On Friday, November 22, the People’s Bank of China, China’s central bank, announced cuts in key interest rates for the first time in two years as a response to a slowing economy. The bank cut the one-year deposit rate from 3.0% to 2.75%, and the one-year lending rate from 6.0% to 5.6%.
Global markets rose on the news, along with news of further commitment from the head of the European Central Bank Mario Draghi to continue support of the European economy through monetary stimulus. Through policies such as these, monetary policymakers hope to stimulate businesses to borrow, invest in capital, and hire more workers, which should lead to overall economic growth. Similar policies in the US, enacted by the Federal Reserve Bank, have been controversial, with differing views on whether it has helped support the economy.

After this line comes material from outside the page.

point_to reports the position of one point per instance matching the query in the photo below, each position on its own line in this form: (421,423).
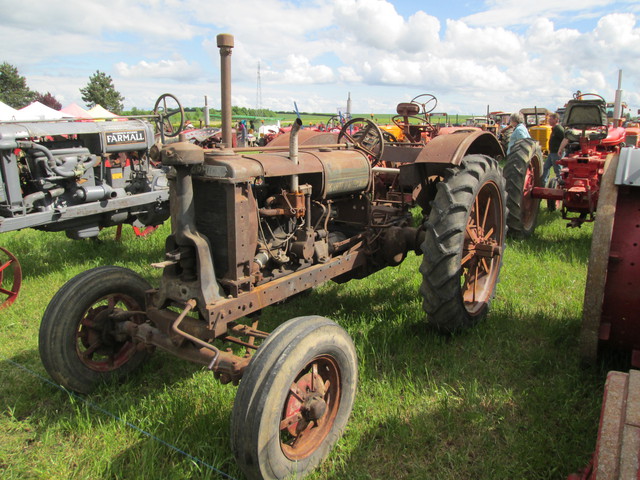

This year has marked a focus by the Chinese authorities on structural reforms, to tackle the problems of the real estate bubble, shadow banking, and bad debt in general. However, officials have received contradictory mandates to maintain GDP growth above 7.5%, while at the same time cracking down on the shadow banking and real estate bubble issues, the latter of which has created unaffordable, empty high-rise apartments in large-scale “ghost towns.” This past March 2014 marked an historic occasion as China allowed energy company Chaori Solar to default on its bad debt, instead of bailing it out.
Most financial institutions have lauded China’s direction this year, predicting that the Chinese Communist Party would be able to guide China’s slowing economy to a “soft landing” through similar judicious decision making. Others have disagreed, predicting instead a “hard landing” for China. A Credit Suisse report on Thursday argued that demand for commodities, a significant portion of which comes from China, has been underperforming.
Author and China watcher Gordon Chang has long predicted China’s inevitable collapse, with economic issues as one major piece of the larger puzzle of insurmountable pressures. He has frequently pointed out that stated GDP growth figures for China are suspect, citing figures that put China’s actual GDP group at around 2.0%. The latest rates drop, he says in an article on Forbes.com today, signals that Chinese leaders have no choice but “finally come to the realization that something had to be done” about the economy.
Furthermore, Chang argued that the relaxed rates will mostly benefit state-owned enterprises, and runs counter to China’s professed goals for structural reform.
With news of the interest rates cuts on Friday, it may appear that China has “blinked,” in its internal game of chicken, with the need to maintain apparent GDP growth overriding the fundamental need to guard against rampant bad debt and an unsustainable housing bubble.